Kubelet.syncLoopIteration

kubelet 的 pods 同步逻辑都在 syncLoopIteration 这里. syncLoopIteration 同时监听下面的 chan, 根据事件做不同的处理.

  • configCh: 监听 file, http, apiserver 的事件更新
  • syncCh: 定时器管道, 每隔一秒去同步最新保存的 pod 状态
  • houseKeepingCh: housekeeping 事件的管道,做 pod 清理工作
  • plegCh: 该信息源由 kubelet 对象中的 pleg 子模块提供,该模块主要用于周期性地向 container runtime 查询当前所有容器的状态.
  • livenessManager.Updates: 健康检查发现某个 pod 不可用, kubelet 将根据 Pod 的 restartPolicy 自动执行正确的操作
func (kl *Kubelet) syncLoopIteration(configCh <-chan kubetypes.PodUpdate, handler SyncHandler,
	syncCh <-chan time.Time, housekeepingCh <-chan time.Time, plegCh <-chan *pleg.PodLifecycleEvent) bool {
	select {
  // 监听 file, http, apiserver 的事件更新
	case u, open := <-configCh:
		// Update from a config source; dispatch it to the right handler
		// callback.
		if !open {
			klog.Errorf("Update channel is closed. Exiting the sync loop.")
			return false
		}

		switch u.Op {
		case kubetypes.ADD:
			klog.V(2).Infof("SyncLoop (ADD, %q): %q", u.Source, format.Pods(u.Pods))
			// After restarting, kubelet will get all existing pods through
			// ADD as if they are new pods. These pods will then go through the
			// admission process and *may* be rejected.
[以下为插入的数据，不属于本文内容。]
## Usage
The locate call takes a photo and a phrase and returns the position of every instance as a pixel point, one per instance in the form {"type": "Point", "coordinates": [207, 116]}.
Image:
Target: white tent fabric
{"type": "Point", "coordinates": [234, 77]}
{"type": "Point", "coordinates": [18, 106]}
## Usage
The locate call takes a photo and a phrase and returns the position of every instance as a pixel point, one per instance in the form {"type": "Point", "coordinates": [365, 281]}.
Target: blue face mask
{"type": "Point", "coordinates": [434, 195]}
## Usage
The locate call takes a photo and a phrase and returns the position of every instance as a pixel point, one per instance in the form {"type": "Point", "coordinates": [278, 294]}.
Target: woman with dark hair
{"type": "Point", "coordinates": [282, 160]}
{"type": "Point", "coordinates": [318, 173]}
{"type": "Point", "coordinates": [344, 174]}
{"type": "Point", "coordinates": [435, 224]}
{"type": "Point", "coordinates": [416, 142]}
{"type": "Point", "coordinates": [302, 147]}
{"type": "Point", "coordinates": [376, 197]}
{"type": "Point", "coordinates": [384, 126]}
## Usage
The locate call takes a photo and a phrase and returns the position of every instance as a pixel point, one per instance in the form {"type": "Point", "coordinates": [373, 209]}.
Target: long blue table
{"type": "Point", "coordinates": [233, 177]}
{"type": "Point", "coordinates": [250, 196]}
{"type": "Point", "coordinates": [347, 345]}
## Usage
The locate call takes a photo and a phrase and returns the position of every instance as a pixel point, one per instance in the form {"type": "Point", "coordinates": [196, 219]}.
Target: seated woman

This can be resolved
			// once we have checkpointing.
			handler.HandlePodAdditions(u.Pods)
		case kubetypes.UPDATE:
			klog.V(2).Infof("SyncLoop (UPDATE, %q): %q", u.Source, format.PodsWithDeletionTimestamps(u.Pods))
			handler.HandlePodUpdates(u.Pods)
		case kubetypes.REMOVE:
			klog.V(2).Infof("SyncLoop (REMOVE, %q): %q", u.Source, format.Pods(u.Pods))
			handler.HandlePodRemoves(u.Pods)
		case kubetypes.RECONCILE:
			klog.V(4).Infof("SyncLoop (RECONCILE, %q): %q", u.Source, format.Pods(u.Pods))
			handler.HandlePodReconcile(u.Pods)
		case kubetypes.DELETE:
			klog.V(2).Infof("SyncLoop (DELETE, %q): %q", u.Source, format.Pods(u.Pods))
			// DELETE is treated as a UPDATE because of graceful deletion.
			handler.HandlePodUpdates(u.Pods)
		case kubetypes.RESTORE:
			klog.V(2).Infof("SyncLoop (RESTORE, %q): %q", u.Source, format.Pods(u.Pods))
			// These are pods restored from the checkpoint. Treat them as new
			// pods.
			handler.HandlePodAdditions(u.Pods)
		case kubetypes.SET:
			// TODO: Do we want to support this?
			klog.Errorf("Kubelet does not support snapshot update")
		}

		if u.Op != kubetypes.RESTORE {
			// If the update type is RESTORE, it means that the update is from
			// the pod checkpoints and may be incomplete. Do not mark the
			// source as ready.

			// Mark the source ready after receiving at least one update from the
			// source. Once all the sources are marked ready, various cleanup
			// routines will start reclaiming resources. It is important that this
			// takes place only after kubelet calls the update handler to process
			// the update to ensure the internal pod cache is up-to-date.
			kl.sourcesReady.AddSource(u.Source)
		}
  // 该信息源由 kubelet 对象中的 pleg 子模块提供,该模块主要用于周期性地向 container runtime 查询当前所有容器的状态.
	case e := <-plegCh:
		if isSyncPodWorthy(e) {
			// PLEG event for a pod; sync it.
			if pod, ok := kl.podManager.GetPodByUID(e.ID); ok {
				klog.V(2).Infof("SyncLoop (PLEG): %q, event: %#v", format.Pod(pod), e)
				handler.HandlePodSyncs([]*v1.Pod{pod})
			} else {
				// If the pod no longer exists, ignore the event.
				klog.V(4).Infof("SyncLoop (PLEG): ignore irrelevant event: %#v", e)
			}
		}

		if e.Type == pleg.ContainerDied {
			if containerID, ok := e.Data.(string); ok {
				kl.cleanUpContainersInPod(e.ID, containerID)
			}
		}
  //  每隔一秒去同步最新保存的 pod 状态
	case <-syncCh:
		// Sync pods waiting for sync
		podsToSync := kl.getPodsToSync()
		if len(podsToSync) == 0 {
			break
		}
		klog.V(4).Infof("SyncLoop (SYNC): %d pods; %s", len(podsToSync), format.Pods(podsToSync))
		handler.HandlePodSyncs(podsToSync)
  // 健康检查发现某个 pod 不可用, kubelet 将根据 Pod 的 restartPolicy 自动执行正确的操作
	case update := <-kl.livenessManager.Updates():
		if update.Result == proberesults.Failure {
			// The liveness manager detected a failure; sync the pod.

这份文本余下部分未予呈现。